The thing that is missing from Apdex is the notion of a service level. There are two ways to manage service level agreements. First, a service level may be calculated, as we do at AppDynamics with our baselines. Secondarily, it may be a static threshold, which the customer expects; we support this use case in our analytics product. These two ways of calculating an SLA cover the right ways to measure and score performance.

This is AppDynamics’ Transaction Analytics Breakdown for users who had errors or poor user experience over the last week, and their SLA class:


Simplistic SLAs are in the core APM product. Here is a view showing requests that were below the calculated baseline, showing which were in SLA violation.

The notion of combining an SLA with Apdex will result in a meaningful number being generated. Unfortunately, I cannot take credit for this idea. Alain Cohen, one of the brightest minds in performance analysis, was the co-founder and CTO (almost co-CEO) of OPNET. Alain discussed his ideas with me around this new performance index concept called OpDex, which fixes many of the ApDex flaws by applying an SLA. Unfortunately, Alain is no longer solving performance problems for customers; he's decided to take his skills and talents elsewhere after a nice payout.

Alain shared his OpDex plan with me in 2011; thankfully all of the details are outlined in this patent, which was granted in 2013. But OPNET's great run of innovation has ended, and Riverbed has failed to pick up where they left off, but at least they have patents to show for these good ideas and concepts.

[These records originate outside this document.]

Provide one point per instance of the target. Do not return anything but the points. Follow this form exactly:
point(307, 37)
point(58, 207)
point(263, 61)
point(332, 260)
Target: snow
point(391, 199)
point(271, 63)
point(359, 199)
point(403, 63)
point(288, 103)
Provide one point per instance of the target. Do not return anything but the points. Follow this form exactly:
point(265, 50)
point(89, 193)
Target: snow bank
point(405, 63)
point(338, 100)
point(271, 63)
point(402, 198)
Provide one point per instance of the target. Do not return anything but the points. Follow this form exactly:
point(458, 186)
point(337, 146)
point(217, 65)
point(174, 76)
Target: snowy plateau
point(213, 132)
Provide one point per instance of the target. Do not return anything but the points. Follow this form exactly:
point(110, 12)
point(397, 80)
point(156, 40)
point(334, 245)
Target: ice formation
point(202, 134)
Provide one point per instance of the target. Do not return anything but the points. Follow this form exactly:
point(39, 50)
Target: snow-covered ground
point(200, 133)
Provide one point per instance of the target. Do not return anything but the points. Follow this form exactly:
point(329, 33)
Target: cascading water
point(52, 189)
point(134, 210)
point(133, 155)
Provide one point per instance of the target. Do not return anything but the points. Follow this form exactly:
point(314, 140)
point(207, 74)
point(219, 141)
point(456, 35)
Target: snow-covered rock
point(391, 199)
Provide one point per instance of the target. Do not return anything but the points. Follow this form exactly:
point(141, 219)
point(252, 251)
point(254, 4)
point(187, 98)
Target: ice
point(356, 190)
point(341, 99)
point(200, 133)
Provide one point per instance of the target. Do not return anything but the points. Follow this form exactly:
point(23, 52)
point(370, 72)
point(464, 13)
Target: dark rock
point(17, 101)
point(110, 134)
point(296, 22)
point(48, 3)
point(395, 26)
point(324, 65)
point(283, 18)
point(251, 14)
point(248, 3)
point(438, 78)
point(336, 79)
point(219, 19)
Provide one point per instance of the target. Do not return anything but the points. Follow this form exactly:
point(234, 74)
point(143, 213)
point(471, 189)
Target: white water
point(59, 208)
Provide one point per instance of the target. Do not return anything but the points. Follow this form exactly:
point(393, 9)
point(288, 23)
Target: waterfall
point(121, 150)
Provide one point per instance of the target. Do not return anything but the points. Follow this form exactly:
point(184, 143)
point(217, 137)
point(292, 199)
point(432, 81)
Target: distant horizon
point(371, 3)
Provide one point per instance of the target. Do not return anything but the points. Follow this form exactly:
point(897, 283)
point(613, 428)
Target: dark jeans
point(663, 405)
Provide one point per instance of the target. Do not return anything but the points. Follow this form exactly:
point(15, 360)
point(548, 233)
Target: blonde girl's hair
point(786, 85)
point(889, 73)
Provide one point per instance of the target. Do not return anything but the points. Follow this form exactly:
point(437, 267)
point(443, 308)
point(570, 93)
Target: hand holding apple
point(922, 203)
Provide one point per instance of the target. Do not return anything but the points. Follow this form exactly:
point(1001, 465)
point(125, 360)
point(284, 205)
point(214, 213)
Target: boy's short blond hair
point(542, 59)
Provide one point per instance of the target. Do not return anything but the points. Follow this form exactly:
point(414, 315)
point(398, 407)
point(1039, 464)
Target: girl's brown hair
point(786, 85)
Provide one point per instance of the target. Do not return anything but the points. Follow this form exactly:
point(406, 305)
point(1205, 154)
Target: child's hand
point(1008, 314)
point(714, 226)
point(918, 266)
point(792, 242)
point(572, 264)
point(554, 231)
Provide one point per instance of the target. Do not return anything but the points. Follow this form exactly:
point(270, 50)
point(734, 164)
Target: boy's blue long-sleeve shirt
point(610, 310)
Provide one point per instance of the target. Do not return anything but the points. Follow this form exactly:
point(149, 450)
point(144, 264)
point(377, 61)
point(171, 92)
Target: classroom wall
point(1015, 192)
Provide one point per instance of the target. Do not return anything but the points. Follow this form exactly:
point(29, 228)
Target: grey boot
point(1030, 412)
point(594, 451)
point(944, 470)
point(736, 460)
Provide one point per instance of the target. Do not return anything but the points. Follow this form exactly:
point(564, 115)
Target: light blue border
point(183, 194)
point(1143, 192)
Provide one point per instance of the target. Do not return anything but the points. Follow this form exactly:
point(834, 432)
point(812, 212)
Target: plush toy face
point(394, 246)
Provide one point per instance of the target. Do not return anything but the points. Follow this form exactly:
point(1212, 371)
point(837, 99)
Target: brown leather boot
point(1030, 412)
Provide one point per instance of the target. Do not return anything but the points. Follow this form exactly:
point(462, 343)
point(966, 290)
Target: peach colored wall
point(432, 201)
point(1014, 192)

The other issue with Apdex is that users are being ignored by the formula. CoScale outlined this issues in a detailed blog post.They explain that histograms are far better ways to analyze a variant population. This is no different than looking at performance metrics coming from the infrastructure layer, but the use of histograms and heat charts tend to provide much better visual analysis.

AppDynamics employs automated baselines for every metric collected, and measures based on deviations out of the box. We also support static SLA thresholds as needed. Visually, AppDynamics has a lot of options including viewing data in histograms, looking at percentiles, and providing an advanced analytics platform for whatever use cases our users come up with. We believe these are valid approaches to the downsides of using Apdex extensively in a product, which has it’s set of downsides.